7.8.1.3.3 Decoding of B-VOPs
The reference layer is indicated by ref_layer_id in Video Object Layer class. Other decoding process is the same as non-scalable B-VOPs except the process specified in 7.8.1.3.4 and 7.8.1.3.5.
For B-VOPs, the ref_select_code is either “01”, “10” or “11”.
When the value of ref_select_code is “01”, the forward prediction reference is set by the most recently decoded VOP belonging to the same layer and the backward prediction reference is set by the previous VOP in display order belonging to the reference layer.
When the value of ref_select_code is “10”, the forward prediction reference is set by the most recently decoded VOP belonging to the same layer, and the backward prediction reference is set by the next VOP in display order belonging to the reference layer.
When the value of ref_select_code is “11”, the forward prediction reference is set by the previous VOP in display order belonging to the reference layer and the backward prediction reference is set by the next VOP in display order belonging to the reference layer. The picture type of the reference VOP shall be either I or P (VOP_coding_type = “00” or “01”).
When the value of ref_select_code is “01” or “10”, direct mode is not allowed.
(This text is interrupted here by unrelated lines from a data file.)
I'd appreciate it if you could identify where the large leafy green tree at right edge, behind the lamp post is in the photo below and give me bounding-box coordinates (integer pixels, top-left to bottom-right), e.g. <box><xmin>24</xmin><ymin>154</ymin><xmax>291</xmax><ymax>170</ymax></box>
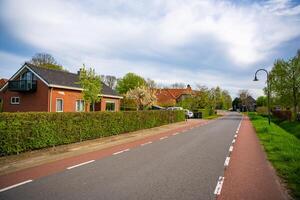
<box><xmin>269</xmin><ymin>50</ymin><xmax>300</xmax><ymax>119</ymax></box>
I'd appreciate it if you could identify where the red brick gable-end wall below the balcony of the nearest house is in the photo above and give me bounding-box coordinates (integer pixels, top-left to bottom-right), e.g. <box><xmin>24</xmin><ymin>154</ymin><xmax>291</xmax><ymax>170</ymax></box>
<box><xmin>0</xmin><ymin>80</ymin><xmax>48</xmax><ymax>112</ymax></box>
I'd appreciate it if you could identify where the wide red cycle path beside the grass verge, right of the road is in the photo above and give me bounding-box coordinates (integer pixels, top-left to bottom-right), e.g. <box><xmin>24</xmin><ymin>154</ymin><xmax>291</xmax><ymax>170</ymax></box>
<box><xmin>217</xmin><ymin>117</ymin><xmax>288</xmax><ymax>200</ymax></box>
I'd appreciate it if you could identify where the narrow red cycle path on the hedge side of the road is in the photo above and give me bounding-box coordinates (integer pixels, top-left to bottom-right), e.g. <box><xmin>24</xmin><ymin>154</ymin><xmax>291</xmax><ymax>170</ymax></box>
<box><xmin>0</xmin><ymin>120</ymin><xmax>214</xmax><ymax>189</ymax></box>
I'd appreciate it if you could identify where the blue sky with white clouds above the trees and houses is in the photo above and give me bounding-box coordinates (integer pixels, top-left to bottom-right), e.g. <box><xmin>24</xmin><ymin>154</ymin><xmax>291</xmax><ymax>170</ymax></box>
<box><xmin>0</xmin><ymin>0</ymin><xmax>300</xmax><ymax>97</ymax></box>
MODB shall always exist in each macroblock, i.e. the macroblock is not skipped even if the co-located macroblock is skipped.
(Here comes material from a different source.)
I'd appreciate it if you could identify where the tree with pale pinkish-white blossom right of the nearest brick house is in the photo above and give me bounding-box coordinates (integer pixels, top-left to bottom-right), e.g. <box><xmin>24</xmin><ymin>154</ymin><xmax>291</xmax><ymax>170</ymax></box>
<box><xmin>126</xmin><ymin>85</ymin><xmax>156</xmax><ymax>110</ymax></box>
7.8.1.3.4 Decoding of arbitrary shaped VOPs
Prediction for arbitrary shape in P-VOPs or in B-VOPs is formed from a forward reference VOP defined by the value of ref_select_code.
For arbitrary shaped VOPs with the value of enhancement_type being “1”, the shape of the reference VOP is defined as an all opaque rectangle whose size is the same as the reference layer when the shape of reference layer is rectangular (video_object_layer_shape = “00”).
When the value of ref_select_code is “11” and the value of enhancement_type is “1”, MODB shall always exist in each macroblock, i.e. the macroblock is not skipped even if the co-located macroblock is skipped.
7.8.1.3.5 Decoding of backward and forward shape
Backward shape and forward shape are used in the background composition process specified in section 8.1. The backward shape is the shape of the enhanced object at the next VOP in display order belonging to the reference layer. The forward shape is the shape of the enhanced object at the previous VOP in display order belonging to the reference layer.
For the VOPs with the value of enhancement_type being “1”, backward shape is decoded when the load_backward_shape is “1” and forward shape is decoded when load_forward_shape is “1”.
When the value of load_backward_shape is “1” and the value of load_forward_shape is “0”, the backward shape of the previous VOP is copied to the forward shape for the current VOP. When the value of load_backward_shape is “0”, the backward shape of the previous VOP is copied to the backward shape for the current VOP and the forward shape of the previous VOP is copied to the forward shape for the current VOP.
The decoding process of backward and forward shape is the same as the decoding process for the shape of I-VOP with binary only mode (video_object_layer_shape = “10”).